ライオとダキアは涙を流す。トラも鎧の内側では、涙が止まらなくなっていた。
「許さないにゃ。オイラが父ちゃんと母ちゃんを守るんだにゃ!」
ゆっくりと再会を喜んでいる時間は無かった。ただ、生きていてくれた事が、これ以上無く嬉しかったのだ。
「見てて欲しいにゃ。父ちゃん母ちゃん。オイラ、勇気を出して頑張るんだにゃ!」
それだけに許せなかった。このヘイズスパイダーを差し向けた人物に、どうしようも無い怒りが押し寄せる。
「はぁああ! 貫けにゃ!」
無数の氷柱が現れ、次々とヘイズスパイダーを刺し貫いていく。それを見届けたあと、トラは湖の方へ顔を向けた。
この世のものとは思えない禍々しい何かがそこにいる。本能が危険だと告げていた。
*
レバンテスは異変を感じ、左右をキョロキョロと見渡している。ここはレバンテスが創り出した特殊な世界の中だが、レバンテスだけは外の状況を知る事が出来ている。
「遂に来ちまったか⋯⋯おい、女吸血鬼」
レバンテスがビビに声をかけた。ビビは地面に這いつくばり、荒い呼吸を繰り返している。
(化け物め⋯⋯)
そう心の中で呟き、シャムシェルを支えにして立ち上がった。
『まだやれるな? アイセア』
『勿論よ! ただ⋯⋯』
『わかってる』
レバンテスを倒すのに、どうやっても火力が足りないのだ。必死に努力したつもりだった。ビビもアイセアも、精神圧縮訓練で強くなったと確信していたのだ。
それなのに、レバンテスには手が届かなかった。全てが真紅に染まったこの世界で、ビビは必死に倒す糸口を考えている。
「なあ、もう満足したろ? その剣も精霊も一緒で構わない。あの子供も一緒に連れて行く。だから俺の女になれよ。酷い事にはならねーからよ」
「断る⋯⋯」
「どうしてそう頑ななん──」
レバンテスの首が刎ね上がった。それと同時に、極大の雷がレバンテスの体を消滅させる。
激しい爆風が辺りを包み、地面には大きなクレーターが作られた。
ビビは地面に片膝を着くと、レバンテスが消滅した場所を見る。
期待はしていなかったが、さっきと同じ場所にレバンテスが現れた。
「こっちへ来い。人間の側にいてどうするんだ。俺もお前も魔物なんだよ」
「五月蝿い⋯⋯」
「わかるだろう? 俺達は生きているだけで迫害を受ける。蔑んだ目で見られるし、恐れられる。何処にも居場所なんて無いんだよ」
「⋯⋯」
「何故わからない」
「⋯⋯わからなくはない。お前の言う事は理解出来る」
「なら──」
「それでも!」
ビビはレバンテスを睨みながら、シャムシェルをきつく握りしめた。
「私は⋯⋯私はお前と行くつもりは無い。私は人間が好きだ」
「好きだからなんだ? 人間は裏切る生き物だ」
「⋯⋯」
「人間は俺達魔物が恐ろしいんだよ。いくら大事に想っていても、結局は裏切られるんだ」
「アークは違う」
「同じだ。人間傍に置きたいなら、更なる恐怖で支配するしかない」
「⋯⋯」
ビビはレバンテスの胴体を両断した。更に激しい雷が落ち、レバンテスを跡形もなく消滅させる。

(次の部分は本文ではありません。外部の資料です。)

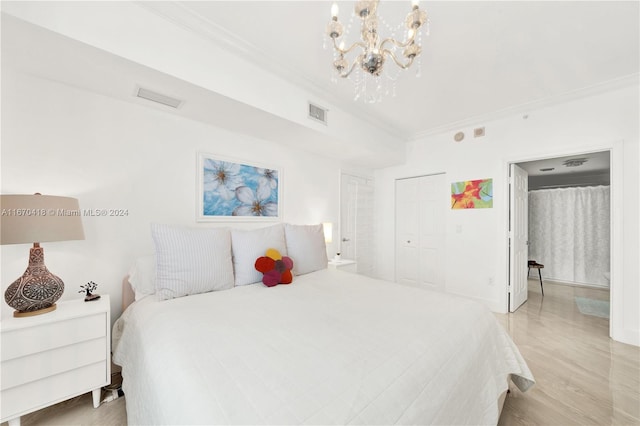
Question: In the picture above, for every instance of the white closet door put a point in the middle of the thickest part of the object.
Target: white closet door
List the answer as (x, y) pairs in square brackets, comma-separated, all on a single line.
[(519, 236), (420, 230), (407, 231)]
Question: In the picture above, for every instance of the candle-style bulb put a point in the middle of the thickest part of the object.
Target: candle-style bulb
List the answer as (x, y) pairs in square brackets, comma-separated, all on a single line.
[(334, 10)]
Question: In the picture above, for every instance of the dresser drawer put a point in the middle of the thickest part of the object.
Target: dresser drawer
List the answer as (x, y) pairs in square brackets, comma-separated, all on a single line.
[(19, 371), (22, 342), (42, 393)]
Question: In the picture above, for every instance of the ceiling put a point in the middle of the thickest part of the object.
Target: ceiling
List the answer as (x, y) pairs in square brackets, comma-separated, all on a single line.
[(481, 59)]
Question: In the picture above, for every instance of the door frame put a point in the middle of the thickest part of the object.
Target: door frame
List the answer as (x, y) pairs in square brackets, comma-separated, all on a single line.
[(615, 208)]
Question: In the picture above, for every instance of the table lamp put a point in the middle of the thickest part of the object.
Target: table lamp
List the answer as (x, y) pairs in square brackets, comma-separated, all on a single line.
[(35, 219)]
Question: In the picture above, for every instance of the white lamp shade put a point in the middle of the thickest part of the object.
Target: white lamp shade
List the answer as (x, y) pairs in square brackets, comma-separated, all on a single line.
[(39, 218)]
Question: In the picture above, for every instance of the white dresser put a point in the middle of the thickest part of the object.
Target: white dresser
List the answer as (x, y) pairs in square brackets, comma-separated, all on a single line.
[(346, 265), (53, 357)]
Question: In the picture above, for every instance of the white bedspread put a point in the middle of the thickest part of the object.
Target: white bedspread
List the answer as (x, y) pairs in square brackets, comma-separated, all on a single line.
[(331, 348)]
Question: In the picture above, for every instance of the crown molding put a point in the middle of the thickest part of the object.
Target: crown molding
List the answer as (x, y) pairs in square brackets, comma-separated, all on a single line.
[(181, 15), (585, 92)]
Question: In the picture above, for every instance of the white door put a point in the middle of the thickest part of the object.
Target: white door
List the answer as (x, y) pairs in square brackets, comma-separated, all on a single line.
[(420, 228), (356, 221), (407, 231), (518, 236)]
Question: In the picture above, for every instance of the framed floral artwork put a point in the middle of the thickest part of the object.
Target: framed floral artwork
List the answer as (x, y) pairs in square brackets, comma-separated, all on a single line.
[(472, 194), (236, 190)]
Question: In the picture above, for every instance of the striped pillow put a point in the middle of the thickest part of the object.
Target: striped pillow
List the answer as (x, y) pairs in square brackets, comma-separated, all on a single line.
[(191, 261)]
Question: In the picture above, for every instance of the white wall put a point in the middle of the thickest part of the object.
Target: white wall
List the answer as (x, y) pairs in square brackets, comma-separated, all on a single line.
[(162, 45), (60, 140), (476, 264)]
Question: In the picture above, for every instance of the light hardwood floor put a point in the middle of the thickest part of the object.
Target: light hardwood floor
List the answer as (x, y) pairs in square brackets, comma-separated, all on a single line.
[(582, 376)]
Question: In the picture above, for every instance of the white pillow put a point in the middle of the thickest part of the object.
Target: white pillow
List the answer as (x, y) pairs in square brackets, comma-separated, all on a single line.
[(142, 276), (247, 246), (191, 261), (306, 247)]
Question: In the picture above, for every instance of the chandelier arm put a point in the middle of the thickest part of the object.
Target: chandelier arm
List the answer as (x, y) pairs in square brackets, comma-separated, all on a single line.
[(401, 65), (397, 43), (353, 65), (344, 51)]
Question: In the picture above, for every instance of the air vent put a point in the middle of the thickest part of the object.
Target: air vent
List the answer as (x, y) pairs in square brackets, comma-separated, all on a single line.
[(318, 113), (158, 97)]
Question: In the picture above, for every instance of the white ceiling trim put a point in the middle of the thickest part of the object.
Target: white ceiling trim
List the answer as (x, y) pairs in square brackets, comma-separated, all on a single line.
[(179, 14), (618, 83)]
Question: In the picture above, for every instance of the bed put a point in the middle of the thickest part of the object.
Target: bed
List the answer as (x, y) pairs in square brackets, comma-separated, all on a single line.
[(330, 348)]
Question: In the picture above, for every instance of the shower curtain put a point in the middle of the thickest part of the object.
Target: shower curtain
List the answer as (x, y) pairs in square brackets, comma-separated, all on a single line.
[(569, 233)]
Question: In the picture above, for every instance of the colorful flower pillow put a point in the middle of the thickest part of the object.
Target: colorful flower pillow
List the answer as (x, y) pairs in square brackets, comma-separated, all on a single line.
[(276, 269)]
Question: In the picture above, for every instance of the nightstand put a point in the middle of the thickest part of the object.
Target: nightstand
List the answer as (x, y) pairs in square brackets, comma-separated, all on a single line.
[(344, 265), (53, 357)]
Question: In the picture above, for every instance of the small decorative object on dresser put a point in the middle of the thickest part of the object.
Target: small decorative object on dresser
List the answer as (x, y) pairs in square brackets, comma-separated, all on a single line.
[(346, 265), (36, 219), (51, 358), (89, 288)]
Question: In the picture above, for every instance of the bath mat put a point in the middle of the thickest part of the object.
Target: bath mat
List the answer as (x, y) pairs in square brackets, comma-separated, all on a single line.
[(597, 308)]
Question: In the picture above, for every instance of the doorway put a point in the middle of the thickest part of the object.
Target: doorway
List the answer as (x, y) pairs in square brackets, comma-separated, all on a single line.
[(356, 221), (560, 178)]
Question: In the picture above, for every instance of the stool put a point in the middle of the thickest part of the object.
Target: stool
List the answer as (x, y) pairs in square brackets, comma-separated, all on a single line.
[(538, 266)]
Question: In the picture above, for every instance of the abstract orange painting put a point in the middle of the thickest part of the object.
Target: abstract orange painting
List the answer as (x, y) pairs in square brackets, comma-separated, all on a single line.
[(472, 194)]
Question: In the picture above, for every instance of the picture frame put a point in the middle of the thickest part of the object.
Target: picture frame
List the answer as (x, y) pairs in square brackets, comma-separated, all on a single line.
[(230, 189)]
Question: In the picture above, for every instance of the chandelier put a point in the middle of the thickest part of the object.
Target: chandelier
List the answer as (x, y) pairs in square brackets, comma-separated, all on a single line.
[(374, 51)]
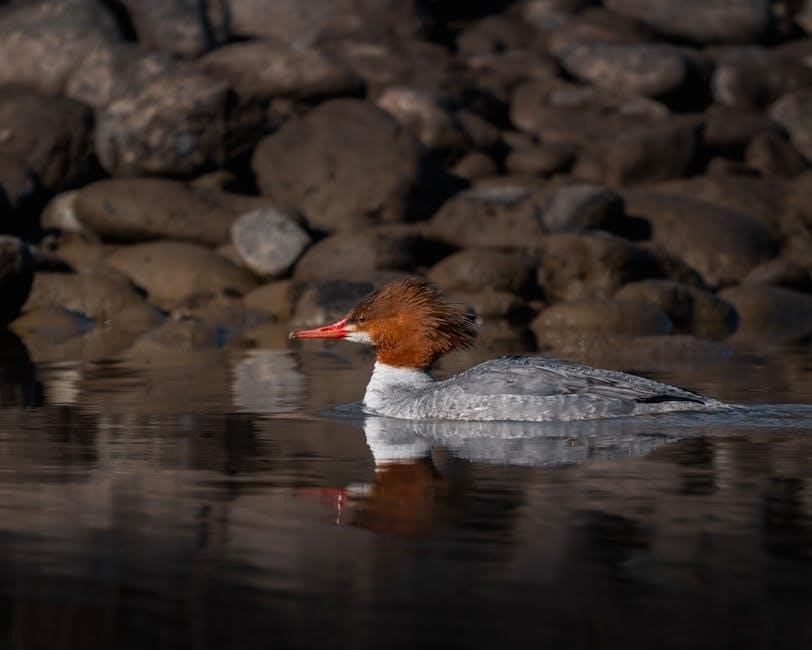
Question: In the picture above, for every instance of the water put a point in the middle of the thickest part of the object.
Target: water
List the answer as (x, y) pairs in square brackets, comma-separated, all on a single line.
[(233, 500)]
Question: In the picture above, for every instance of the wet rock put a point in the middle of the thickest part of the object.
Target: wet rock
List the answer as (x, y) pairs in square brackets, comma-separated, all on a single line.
[(97, 297), (794, 112), (770, 313), (16, 276), (594, 265), (175, 273), (751, 77), (490, 217), (692, 310), (474, 269), (781, 272), (274, 298), (541, 160), (704, 21), (41, 43), (268, 242), (474, 165), (651, 69), (144, 209), (721, 244), (351, 255), (641, 352), (175, 124), (326, 301), (425, 116), (51, 136), (491, 303), (178, 27), (771, 154), (569, 320), (665, 149), (575, 208), (345, 164), (270, 69), (557, 111)]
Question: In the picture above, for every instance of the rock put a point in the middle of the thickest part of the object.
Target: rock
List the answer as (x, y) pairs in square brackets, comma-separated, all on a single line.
[(175, 125), (541, 160), (769, 313), (425, 116), (97, 297), (770, 154), (794, 112), (326, 301), (692, 310), (176, 273), (490, 303), (268, 242), (42, 43), (51, 136), (275, 298), (270, 69), (474, 165), (658, 151), (594, 265), (721, 244), (16, 277), (490, 217), (354, 255), (781, 272), (145, 209), (651, 69), (575, 208), (752, 77), (557, 111), (641, 352), (569, 320), (345, 164), (178, 27), (476, 269), (703, 21)]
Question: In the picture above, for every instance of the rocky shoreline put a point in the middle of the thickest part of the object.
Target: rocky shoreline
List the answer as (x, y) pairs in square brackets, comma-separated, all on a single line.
[(594, 176)]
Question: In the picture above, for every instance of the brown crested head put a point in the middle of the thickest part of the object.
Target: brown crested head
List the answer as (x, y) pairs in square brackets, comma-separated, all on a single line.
[(411, 323)]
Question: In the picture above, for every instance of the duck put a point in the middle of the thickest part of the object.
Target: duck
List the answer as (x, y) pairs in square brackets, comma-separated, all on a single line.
[(410, 324)]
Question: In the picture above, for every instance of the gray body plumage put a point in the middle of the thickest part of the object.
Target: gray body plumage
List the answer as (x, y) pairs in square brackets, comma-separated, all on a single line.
[(524, 389)]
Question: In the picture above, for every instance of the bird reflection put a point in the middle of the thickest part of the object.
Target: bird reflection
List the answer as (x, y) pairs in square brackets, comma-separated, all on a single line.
[(412, 492)]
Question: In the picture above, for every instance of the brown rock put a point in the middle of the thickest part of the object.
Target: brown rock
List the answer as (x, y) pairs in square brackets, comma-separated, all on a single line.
[(475, 269), (176, 273), (569, 320), (692, 310), (345, 164), (595, 265), (722, 245), (490, 217), (51, 136), (770, 313)]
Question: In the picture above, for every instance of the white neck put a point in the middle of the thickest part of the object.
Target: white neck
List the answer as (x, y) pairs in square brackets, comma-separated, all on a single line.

(徐々にだが、斬る度にレバンテスの魔力が小さくなっている。だが消耗戦ではこちらの分が悪い⋯⋯どうする⋯⋯)
再度現れたレバンテスが、少し悲しげな表情になった。レバンテスからしてみれば、自分の気持ちを理解してくれる数少ない仲間だ。見つけた時は凄く嬉しかったし、分かり合えると今も思っている。

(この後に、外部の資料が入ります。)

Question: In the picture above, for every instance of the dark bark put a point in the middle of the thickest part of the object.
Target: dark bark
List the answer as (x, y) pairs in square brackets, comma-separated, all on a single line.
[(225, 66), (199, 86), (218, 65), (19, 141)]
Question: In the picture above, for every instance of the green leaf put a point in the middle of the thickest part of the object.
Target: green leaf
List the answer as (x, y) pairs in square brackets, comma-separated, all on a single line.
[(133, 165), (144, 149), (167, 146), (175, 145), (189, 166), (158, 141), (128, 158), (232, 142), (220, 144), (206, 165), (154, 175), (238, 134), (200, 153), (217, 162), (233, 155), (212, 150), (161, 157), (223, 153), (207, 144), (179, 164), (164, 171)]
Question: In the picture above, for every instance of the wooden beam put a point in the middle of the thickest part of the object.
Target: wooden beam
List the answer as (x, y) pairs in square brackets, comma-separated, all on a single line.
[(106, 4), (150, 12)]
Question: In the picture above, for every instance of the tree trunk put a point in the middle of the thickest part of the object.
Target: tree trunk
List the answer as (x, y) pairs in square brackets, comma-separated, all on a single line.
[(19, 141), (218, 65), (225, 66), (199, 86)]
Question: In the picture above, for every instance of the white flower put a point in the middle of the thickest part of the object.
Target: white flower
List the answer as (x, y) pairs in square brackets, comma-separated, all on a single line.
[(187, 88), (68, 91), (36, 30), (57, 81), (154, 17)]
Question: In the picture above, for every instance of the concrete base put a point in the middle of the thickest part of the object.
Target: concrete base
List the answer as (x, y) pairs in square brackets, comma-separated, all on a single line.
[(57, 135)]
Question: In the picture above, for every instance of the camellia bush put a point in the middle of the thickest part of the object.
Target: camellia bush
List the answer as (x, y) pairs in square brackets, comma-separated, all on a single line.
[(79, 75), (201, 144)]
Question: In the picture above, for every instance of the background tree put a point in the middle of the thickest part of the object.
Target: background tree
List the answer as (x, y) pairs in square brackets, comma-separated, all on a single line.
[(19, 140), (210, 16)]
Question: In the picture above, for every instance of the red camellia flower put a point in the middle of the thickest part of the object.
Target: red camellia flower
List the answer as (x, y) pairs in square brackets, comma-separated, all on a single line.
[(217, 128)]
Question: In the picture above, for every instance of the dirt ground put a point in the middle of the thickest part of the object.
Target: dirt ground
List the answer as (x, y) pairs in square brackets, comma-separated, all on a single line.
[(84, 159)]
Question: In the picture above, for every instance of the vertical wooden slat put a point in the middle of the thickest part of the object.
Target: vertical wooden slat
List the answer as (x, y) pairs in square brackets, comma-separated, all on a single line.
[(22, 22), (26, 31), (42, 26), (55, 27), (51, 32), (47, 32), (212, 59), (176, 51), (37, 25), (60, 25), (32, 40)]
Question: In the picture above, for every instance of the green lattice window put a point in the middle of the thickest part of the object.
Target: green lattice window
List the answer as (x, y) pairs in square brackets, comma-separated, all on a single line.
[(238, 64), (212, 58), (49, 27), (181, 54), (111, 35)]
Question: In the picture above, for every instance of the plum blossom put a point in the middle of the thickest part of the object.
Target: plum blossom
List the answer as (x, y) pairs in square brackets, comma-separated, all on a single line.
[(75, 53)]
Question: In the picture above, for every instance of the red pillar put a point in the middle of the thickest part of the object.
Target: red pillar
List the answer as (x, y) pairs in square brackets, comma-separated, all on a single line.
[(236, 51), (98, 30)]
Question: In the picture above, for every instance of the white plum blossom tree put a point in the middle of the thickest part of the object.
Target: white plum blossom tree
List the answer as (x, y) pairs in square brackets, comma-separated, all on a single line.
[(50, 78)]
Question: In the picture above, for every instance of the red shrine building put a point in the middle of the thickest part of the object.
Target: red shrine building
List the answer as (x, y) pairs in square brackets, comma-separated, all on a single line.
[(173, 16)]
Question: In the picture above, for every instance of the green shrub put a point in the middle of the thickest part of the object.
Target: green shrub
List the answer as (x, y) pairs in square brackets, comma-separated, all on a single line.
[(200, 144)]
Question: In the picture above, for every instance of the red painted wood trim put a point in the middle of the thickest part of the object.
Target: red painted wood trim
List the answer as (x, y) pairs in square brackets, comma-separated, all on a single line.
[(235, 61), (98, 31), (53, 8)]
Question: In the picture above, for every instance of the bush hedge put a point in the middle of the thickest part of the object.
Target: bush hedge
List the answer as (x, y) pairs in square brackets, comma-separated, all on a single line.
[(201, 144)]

だが、時期尚早だったかと思い始めた。目の前の同胞には、まだ絶望が足りないと。
「今直ぐ理解しろとはもう言わない⋯⋯だが、強引にでも連れて行くぞ」
「⋯⋯私にとって、アークは太陽のような存在だ。アークが好きだ。愛している」
「⋯⋯」
「私は人間になりたかった。短い時の中でも、人間は満足そうに死んでいく。大切な家族に囲まれて、緩やかな死を迎える⋯⋯それは、魔物の世界では体験出来ない事だろう。それに、アークはとても温かい。私の体はこんなに冷たいのに、アークは嫌な顔一つする事は無いんだ。何度も何度も、アークは私に沢山のものをくれた。ずっと一緒にいてくれると約束してくれた。一緒にいると楽しいんだ。心がとても暖かくなるんだ。私に住む場所を与えてくれた。私は私だと言ってくれた。吸血鬼だとわかっていながら、無防備に隣で眠るんだ⋯⋯ふわふわした髪の毛が好きだ。私に何度も好きだと言ってくれる。あの笑顔が好きだ。家を建ててくれた。友を紹介してくれた。家族同然に扱ってくれた」
「⋯⋯」
「アークに会う前ならば、私はお前に着いて行ったかもしれない。でも、今の私は違う。お前の気持ちもわかる⋯⋯どんな事があったのかも想像が出来る。だから、お前がこちら側へ来い」
「⋯⋯なんだと?」
「アークならば、お前にも居場所を与えてくれるだろう」
「信じられるかよ」
そんな時、アイセアがビビから弾き出される。
「なっ! アイセア!」
「⋯⋯嘘⋯⋯強制解除? ち、から、が⋯⋯」
アイセアがその場にへたり込んだ。
ビビとアイセアは、今まで一つに合体していた。アークは自分の器に精霊を宿す事が出来る。しかし、常人に同じ事は出来ないのだ。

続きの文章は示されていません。